At the start of the series, Henry is married to Catherine of Aragon, and like HBO's Rome, we know how this story ends. But although I watched the first six episodes of Rome, I was never hooked. The characters weren't compelling enough to tune in week after week. Not so here. Rhys-Meyers' Henry is multi-faceted and conflicted. A self-professed humanist, but a realist about the duties of his monarchy; loyal to his friends, but vicious toward his wife. And the supporting cast is quite good as well, notably Sam Neill as the ambitious Cardinal Wolsey and Nick Dunning as the Joe Simpson-esque Thomas Boleyn, a man willing to pimp his two daughters for a little bit of status. Jeremy Northam has also been good as Sir Thomas More, although he hasn't been spotlighted in the first two episodes; I suspect he will be featured more in the future. The show also treats us to smaller stories within the larger arc, such as the beheading of the Duke of Buckingham, which help keep the episodes fresh.
Of course, Anne Boleyn is sure to be the other star of this series, although she has only made brief appearances thus far. As of yet, there isn't much to say about her except that she's cute and the casting department did a good job of choosing an actress who really could pass as her sister to play Mary Boleyn. Oh, and in a nice touch, she wears the necklace worn in her most famous painting, which I now think of as "Betty's necklace on Ugly Betty" (see painting to the right).
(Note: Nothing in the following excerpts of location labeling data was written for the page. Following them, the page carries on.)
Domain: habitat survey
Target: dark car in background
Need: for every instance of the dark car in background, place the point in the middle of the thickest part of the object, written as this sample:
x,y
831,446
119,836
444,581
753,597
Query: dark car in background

I'm unsure how far into his reign the show will go, although I suspect most of season one will consist of Henry's affair with Anne and his divorce from Catherine and split from Catholicism. (Theoretically, with the title of the series, it could go all the way to the death of Elizabeth I, but I doubt we will get there.) History has given the writers a fascinating story, and thus far they have delivered with good scripts and great acting.